The Marseille Center for Mediterranean Integration (CMI) is a multi-partner collaborative arrangement to facilitate access to best knowledge, practices, and support among public and independent institutions to improve cooperation, enhance sustainable development, and promote policies towards greater integration in the Mediterranean region. It offers a platform to promote knowledge sharing and dissemination, as well as joint learning to inform policy making.

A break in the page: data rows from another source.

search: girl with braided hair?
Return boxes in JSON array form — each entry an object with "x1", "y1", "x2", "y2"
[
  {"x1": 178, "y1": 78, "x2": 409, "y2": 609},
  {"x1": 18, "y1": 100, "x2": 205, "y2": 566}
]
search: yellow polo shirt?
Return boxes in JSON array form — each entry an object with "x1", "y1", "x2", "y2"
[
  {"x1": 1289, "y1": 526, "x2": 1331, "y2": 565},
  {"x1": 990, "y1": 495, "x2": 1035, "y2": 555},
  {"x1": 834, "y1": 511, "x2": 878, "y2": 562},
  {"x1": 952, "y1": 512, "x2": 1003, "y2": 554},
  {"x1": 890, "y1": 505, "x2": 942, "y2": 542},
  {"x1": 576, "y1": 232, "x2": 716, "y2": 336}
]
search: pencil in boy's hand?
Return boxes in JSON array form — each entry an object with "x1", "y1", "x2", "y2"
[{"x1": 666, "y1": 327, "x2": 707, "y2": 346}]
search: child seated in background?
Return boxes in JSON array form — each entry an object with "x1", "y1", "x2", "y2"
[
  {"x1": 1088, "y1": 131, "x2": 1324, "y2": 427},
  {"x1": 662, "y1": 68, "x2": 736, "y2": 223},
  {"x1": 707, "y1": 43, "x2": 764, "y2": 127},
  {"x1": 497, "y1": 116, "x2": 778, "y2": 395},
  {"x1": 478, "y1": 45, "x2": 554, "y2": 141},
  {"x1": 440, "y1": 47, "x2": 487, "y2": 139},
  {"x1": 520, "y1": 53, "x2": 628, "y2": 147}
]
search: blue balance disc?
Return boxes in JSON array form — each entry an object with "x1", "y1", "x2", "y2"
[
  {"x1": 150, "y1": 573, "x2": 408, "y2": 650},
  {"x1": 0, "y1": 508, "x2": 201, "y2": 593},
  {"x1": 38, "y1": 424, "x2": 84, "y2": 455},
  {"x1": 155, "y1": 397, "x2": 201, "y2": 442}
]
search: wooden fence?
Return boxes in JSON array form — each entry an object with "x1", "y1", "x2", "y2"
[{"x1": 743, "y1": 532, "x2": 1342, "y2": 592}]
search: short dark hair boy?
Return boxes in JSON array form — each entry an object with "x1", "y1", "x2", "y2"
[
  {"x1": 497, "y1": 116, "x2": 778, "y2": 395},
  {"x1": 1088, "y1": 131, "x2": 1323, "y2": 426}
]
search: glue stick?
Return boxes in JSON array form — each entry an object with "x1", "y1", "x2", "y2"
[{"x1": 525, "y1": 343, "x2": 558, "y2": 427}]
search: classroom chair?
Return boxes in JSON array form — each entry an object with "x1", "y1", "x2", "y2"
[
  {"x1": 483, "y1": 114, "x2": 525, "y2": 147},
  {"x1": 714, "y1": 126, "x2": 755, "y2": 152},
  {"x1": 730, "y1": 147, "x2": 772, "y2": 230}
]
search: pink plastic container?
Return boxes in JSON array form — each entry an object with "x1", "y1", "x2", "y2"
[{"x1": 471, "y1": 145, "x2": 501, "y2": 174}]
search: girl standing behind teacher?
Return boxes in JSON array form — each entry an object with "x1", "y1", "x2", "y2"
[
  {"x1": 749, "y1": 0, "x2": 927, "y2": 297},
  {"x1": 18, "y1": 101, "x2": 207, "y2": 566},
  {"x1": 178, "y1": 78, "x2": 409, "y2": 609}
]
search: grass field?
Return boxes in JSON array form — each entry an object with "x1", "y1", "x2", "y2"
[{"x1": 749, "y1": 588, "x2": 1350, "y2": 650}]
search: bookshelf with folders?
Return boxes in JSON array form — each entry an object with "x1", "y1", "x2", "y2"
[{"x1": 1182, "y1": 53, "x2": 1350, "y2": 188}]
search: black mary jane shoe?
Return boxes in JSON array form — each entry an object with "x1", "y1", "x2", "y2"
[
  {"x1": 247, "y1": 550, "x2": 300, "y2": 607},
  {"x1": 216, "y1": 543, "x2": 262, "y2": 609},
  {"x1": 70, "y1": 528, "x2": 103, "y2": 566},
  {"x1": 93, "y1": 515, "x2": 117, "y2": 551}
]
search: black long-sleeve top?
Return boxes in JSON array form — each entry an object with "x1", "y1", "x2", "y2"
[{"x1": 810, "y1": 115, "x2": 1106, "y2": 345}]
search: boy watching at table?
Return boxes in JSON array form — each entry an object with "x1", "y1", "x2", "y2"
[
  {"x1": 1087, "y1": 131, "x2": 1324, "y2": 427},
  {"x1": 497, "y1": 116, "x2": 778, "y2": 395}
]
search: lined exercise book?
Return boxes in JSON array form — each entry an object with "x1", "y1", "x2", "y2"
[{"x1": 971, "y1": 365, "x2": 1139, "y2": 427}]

One of the CMI Clusters is Skills, Employment and Labor Mobility (SELM). The main objective of the SELM cluster is to promote cooperation between European and MENA countries to stimulate job creation and economic growth to absorb the rapidly growing and more educated labor force in MENA countries. To effectively address such a complex issue, a multi-sectoral approach is needed, involving policies encompassing the education system, labor market institutions, as well as the social insurance system. From the Education Sector, one of the key programs is to Build a Regional Approach to Improve Quality and Governance in Tertiary Education. This program is Financed by the AWI and implemented at the CMI and seeks to Improve Higher education management and provision of Quality Assurance (QA) in Higher Education in the MENA countries, to enable them to participate in the mutual recognition of International Qualifications and Standards. To launch this Program a Seminar on UNIVERSITIES AS KEY INSTITUTIONAL PARTNERS FOR DEVELOPING GOOD GOVERNANCE PRACTICES IN MENA took place in December 16-17, 2009. The Program of the Seminar was built around key topics concerning Governance of Tertiary Education:

Lessons learned on University Governance from a Global Perspective as well as from OECD countries,

University Autonomy and Central Governments, How to strike a balance?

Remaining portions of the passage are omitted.